Nuestra cultura y, por cierto, toda cultura echan sus raíces plenamente en la traducción, y el traductor es el vehículo no reconocido por cuyo intermedio las civilizaciones se configuran. En los países de habla inglesa, no se hubiera podido tener la Biblia sin Tyndale, Proust sin Scout-Moncrieff, The Tale of Genji sin Arthur Waley. La mayoría de cuanto conocemos acerca del pasado llegó a nosotros a través de la traducción y gran parte de nuestro futuro dependerá inevitablemente de este mismo recurso. Somos herederos de todas las culturas del pasado exclusivamente porque los traductores las han hecho accesibles y sin el traductor, este entenado, nos sentiríamos perdidos.

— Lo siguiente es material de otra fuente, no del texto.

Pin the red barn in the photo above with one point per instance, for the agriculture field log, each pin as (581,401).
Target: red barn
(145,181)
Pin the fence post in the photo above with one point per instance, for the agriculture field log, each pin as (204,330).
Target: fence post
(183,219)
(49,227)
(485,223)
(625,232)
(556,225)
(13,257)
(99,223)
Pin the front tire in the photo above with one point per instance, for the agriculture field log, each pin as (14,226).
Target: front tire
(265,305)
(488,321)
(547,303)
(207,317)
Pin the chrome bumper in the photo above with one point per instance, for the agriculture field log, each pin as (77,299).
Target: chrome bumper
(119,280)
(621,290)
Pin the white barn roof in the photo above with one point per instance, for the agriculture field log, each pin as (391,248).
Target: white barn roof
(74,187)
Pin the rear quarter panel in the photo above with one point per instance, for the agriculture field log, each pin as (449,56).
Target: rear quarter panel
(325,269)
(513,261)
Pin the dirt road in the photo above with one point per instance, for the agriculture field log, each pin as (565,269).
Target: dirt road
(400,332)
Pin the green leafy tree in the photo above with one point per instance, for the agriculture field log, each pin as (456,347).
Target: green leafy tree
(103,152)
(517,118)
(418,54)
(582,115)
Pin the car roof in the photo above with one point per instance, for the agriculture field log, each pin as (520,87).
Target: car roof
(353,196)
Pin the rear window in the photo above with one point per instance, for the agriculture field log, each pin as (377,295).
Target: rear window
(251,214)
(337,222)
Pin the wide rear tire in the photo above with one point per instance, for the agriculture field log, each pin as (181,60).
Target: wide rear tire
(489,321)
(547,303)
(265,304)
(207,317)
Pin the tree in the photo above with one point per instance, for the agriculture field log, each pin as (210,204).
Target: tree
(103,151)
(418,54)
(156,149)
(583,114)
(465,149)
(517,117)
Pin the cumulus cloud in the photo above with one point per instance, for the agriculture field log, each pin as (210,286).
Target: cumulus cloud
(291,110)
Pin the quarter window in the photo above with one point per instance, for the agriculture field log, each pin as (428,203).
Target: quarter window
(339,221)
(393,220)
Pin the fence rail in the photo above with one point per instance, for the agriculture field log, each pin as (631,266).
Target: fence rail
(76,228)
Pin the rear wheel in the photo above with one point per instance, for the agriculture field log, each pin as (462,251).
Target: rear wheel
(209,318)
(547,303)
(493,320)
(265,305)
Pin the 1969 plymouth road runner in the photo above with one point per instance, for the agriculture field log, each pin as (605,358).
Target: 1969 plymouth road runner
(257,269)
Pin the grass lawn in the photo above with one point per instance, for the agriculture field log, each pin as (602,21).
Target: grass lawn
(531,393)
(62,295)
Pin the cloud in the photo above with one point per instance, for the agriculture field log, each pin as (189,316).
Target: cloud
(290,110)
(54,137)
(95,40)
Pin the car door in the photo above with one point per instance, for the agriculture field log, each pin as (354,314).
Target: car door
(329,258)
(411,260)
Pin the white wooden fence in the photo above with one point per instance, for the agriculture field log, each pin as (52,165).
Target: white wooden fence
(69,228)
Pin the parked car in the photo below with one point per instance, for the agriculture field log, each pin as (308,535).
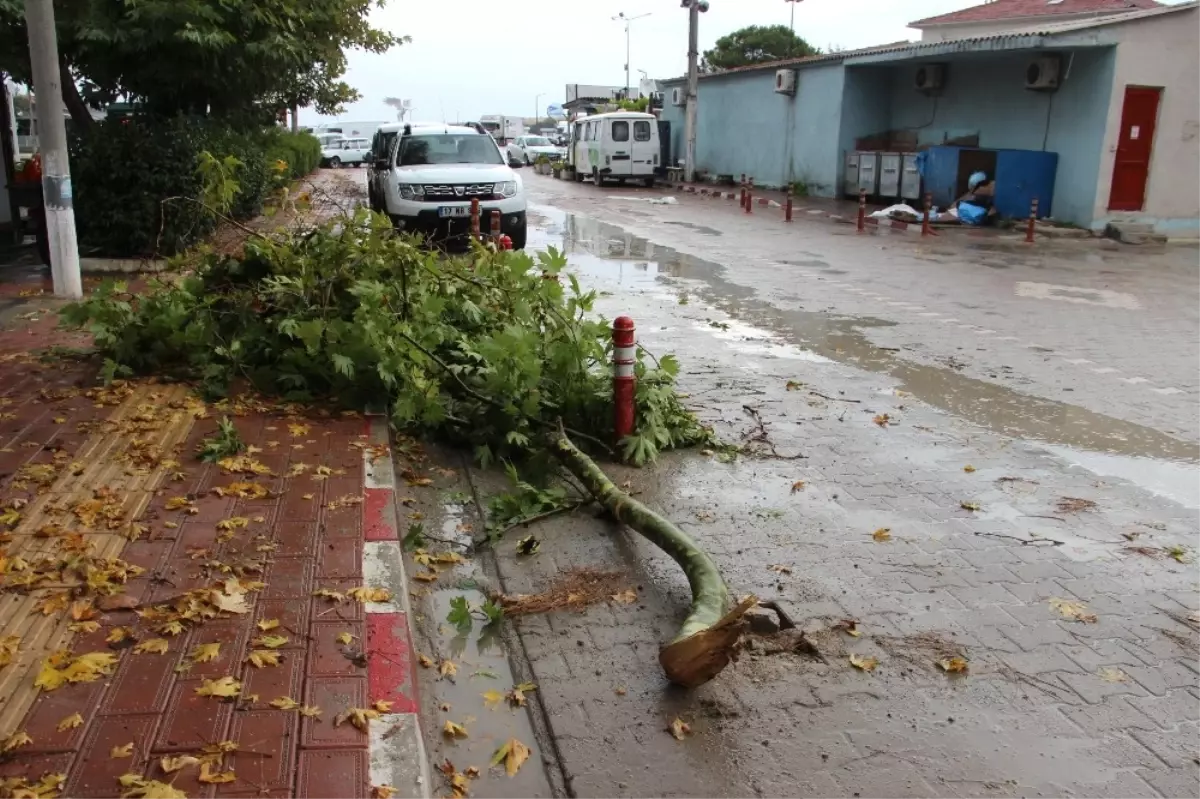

Con demasiada frecuencia el traductor es desechado como si sólo fuera un artificio mecánico útil para convertir una lengua en otra. Puesto que a menudo es pobre, se supone que ingresó en su pobreza honorablemente; y su nombre, si acaso llega a difundirse, aparece habitualmente en tipografía pequeña, de acuerdo con su reputación de humildad. Los reseñadores rara vez dan noticia de su existencia. Los editores con poca frecuencia le otorgan en sus anuncios la más mínima atención. Puesto que el reseñador es la única guía de que dispone el pública acerca de la calidad que posee una traducción y puesto que el editor es el único que puede conferir prominencia al nombre del traductor, éste permanece generalmente en el anonimato y la calidad de su labor es ignorada. En consecuencia, el traductor se halla las más de las veces en una penumbrosa tierra de nadie en la que difícilmente es posible distinguirlo de las sombras.

¿Quién conoce el nombre de los traductores? ¿A quién le importa? No obstante, tales nombres merecen ser conocidos y es necesario que les prestemos atención. Es absurdo que queden relegados a su tierra de nadie propia y privada, sin ningún tribunal de apelaciones y sin ningún medio que los provea de los acostumbrados beneficios que se reservan para los autores. Son los proletarios de la literatura y nada pueden perder, salvo su condición dependiente.

Las obligaciones del traductor son bien conocidas. Desde la época en que aparecieron los primeros representantes de la profesión, siempre admitieron que su tarea era proveer de una versión fiel de las obras que traducían. Saben que no basta con trasladar puntualmente el contenido de estos originales: deben emplear todas sus dotes imaginativas y todos sus recursos para proporcionar versiones que reflejen los ritmos, los efectos sonoros, las estructuras y los rasgos estilísticos del original. Una oración japonesa, por ejemplo debe ser minuciosamente examinada, analizada en sus partes constitutivas y luego reelaborada, antes de que pueda ser enunciada en la lengua a que se traduce; y lo que corresponde a los textos japoneses es igualmente válido para todas las lenguas orientales y, en grado menor, para todas las lenguas europeas modernas. La traducción, por lo tanto, es reconstrucción y recreación, un acto creativo de inmensa dificultad y complejidad. Un traductor se puede pasar horas desentrañando y reelaborando un solo párrafo. Debe de algún modo sugerir el ritmo y la estructura del original y tiene que escribir en un estilo que comunique el estilo del texto en su propia lengua. Debe poseer un conocimiento profundo y vasto de ambas lenguas. El autor del original tiene mejor suerte: únicamente necesita conocer una sola lengua.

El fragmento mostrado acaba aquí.